No século XIX, Liszt e Paganini exemplificam o cultivo à imagem do artista virtuose, do intérprete envolto em mistérios e sensualidade, enquanto Wagner coloca a arte como religião, congrega realezas e constrói um teatro exclusivo para seus dramas musicais. Separa-se o papel do músico do de empregado; os compositores distanciam-se do público nas suas pesquisas de linguagem. Ao mudar de função, a música deixa o monopólio dos poderosos e assume-se como experiência compartilhada, expressando sentimentos individuais. Os promotores de concerto passaram a enfatizar os clássicos, a música do passado, um repertório orquestral delimitado e o surgimento de novos candidatos ao estrelato: os maestros.

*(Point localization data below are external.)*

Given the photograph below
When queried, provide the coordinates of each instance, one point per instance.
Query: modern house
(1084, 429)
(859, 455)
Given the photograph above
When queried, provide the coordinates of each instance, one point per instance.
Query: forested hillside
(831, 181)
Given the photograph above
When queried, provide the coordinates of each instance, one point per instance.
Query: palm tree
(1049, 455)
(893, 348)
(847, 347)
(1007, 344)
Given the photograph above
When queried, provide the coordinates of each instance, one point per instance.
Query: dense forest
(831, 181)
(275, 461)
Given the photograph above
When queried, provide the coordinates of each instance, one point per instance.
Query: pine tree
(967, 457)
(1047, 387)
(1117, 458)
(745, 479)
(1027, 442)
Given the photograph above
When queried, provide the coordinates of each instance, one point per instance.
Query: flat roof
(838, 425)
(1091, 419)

Neste caudal, Blanning (2011) afirma que o jazz enquadra-se na estética romântica por prezar a espontaneidade, a improvisação e a individualidade, apesar de peculiarmente integrar-se à indústria do entretenimento. Mesmo no rock, há casos reconhecidos de preservação de independência e integridade estética, indo além do sucesso popular e comercial. Blanning (2011, p.136) chega a afirmar que à década de 80 do século XX “a música é a religião do povo”. Ao longo das décadas, concertos em estádios e lugares abertos passaram a conviver com a escolha individual de onde e quando ouvir música utilizando artefatos pessoais de áudio e a portabilidade dos celulares. Novas interfaces sonoras são desenvolvidas, notadamente com o uso de recursos elétricos e computacionais, como a guitarra e o piano eletrônico.

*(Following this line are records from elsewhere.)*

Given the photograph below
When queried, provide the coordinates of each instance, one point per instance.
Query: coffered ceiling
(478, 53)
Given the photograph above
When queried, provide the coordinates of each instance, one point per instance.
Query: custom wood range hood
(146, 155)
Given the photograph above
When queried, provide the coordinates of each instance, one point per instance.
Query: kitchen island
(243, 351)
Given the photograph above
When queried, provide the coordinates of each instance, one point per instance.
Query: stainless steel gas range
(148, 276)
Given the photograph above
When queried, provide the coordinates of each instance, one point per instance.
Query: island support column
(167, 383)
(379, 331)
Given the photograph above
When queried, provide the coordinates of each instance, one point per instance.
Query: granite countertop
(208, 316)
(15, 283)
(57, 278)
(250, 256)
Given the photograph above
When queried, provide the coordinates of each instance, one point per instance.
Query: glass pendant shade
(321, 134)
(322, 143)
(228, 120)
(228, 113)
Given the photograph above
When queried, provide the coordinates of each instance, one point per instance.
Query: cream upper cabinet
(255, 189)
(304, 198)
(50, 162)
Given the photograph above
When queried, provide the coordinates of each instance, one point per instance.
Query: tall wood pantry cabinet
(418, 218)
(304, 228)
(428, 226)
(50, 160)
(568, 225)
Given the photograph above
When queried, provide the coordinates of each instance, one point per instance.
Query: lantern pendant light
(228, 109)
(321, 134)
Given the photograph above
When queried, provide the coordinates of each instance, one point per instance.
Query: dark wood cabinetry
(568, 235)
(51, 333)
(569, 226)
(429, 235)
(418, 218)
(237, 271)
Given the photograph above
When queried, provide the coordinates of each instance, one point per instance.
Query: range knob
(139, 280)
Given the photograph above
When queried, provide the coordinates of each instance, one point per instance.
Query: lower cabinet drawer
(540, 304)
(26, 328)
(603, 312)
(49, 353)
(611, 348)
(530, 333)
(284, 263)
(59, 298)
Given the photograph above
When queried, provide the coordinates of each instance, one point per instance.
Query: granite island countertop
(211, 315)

Um olhar retrospectivo sobre a evolução dos instrumentos musicais deixa claro o papel das tecnologias na geração de novas demandas, do abandono de alguns instrumentos em favor de outros mais potentes, de maior facilidade técnica e da introdução de novos sistemas de produção sonora. As várias frentes abertas pela tecnologia trazem a música em outras artes, como nos filmes. Aos primórdios do cinema mudo, as trilhas sonoras eram trechos de obras tocadas ao vivo para sublinhar ações e emoções nas películas. Quando da introdução do cinema falado, muitos músicos profissionais tiveram de buscar outros trabalhos da noite para o dia. Blanning (2011, p. 189) chega a afirmar que, com a evolução tecnológica “todas as artes foram afetadas, mas a música foi a que mais mudou”, estando entre suas características atuais ”acessibilidade, portabilidade, diversidade e, acima de tudo, onipresença”.

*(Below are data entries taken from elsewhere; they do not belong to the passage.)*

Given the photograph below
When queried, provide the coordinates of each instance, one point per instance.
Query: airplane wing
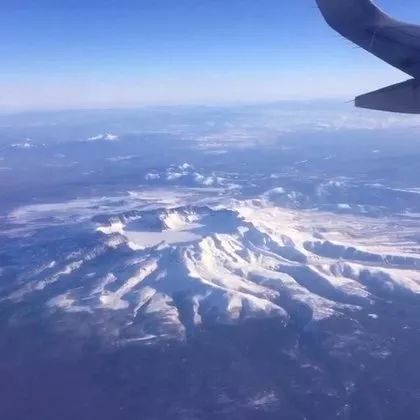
(363, 23)
(397, 43)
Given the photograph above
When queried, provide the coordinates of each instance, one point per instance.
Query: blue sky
(105, 53)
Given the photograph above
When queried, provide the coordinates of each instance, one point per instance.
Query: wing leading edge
(397, 43)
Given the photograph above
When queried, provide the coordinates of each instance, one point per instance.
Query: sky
(123, 53)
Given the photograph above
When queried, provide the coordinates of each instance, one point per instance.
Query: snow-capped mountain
(156, 266)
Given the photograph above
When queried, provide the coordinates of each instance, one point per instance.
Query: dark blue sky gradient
(104, 53)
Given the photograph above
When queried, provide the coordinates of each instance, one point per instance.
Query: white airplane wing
(397, 43)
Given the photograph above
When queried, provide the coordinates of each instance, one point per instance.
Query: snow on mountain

O cultivo da imagem de grandes artistas traz a associação entre fama, poder e recompensas econômicas, o que move o imaginário público e incita tentativas de ingresso nesta profissão. Blanning (2011) ressalta que, além do reconhecimento público, músicos que se sobressaem podem receber premiações, títulos honoríficos e ofertas de alianças políticas para apoio na formação de opinião. Neste sentido, o músico pode ser elemento de pressão e de alcance em shows e transmissões globais. Com a internet, petições, aconselhamentos e posicionamentos de músicos tornam-se conhecidos, sendo que alguns assumem liderança em causas várias.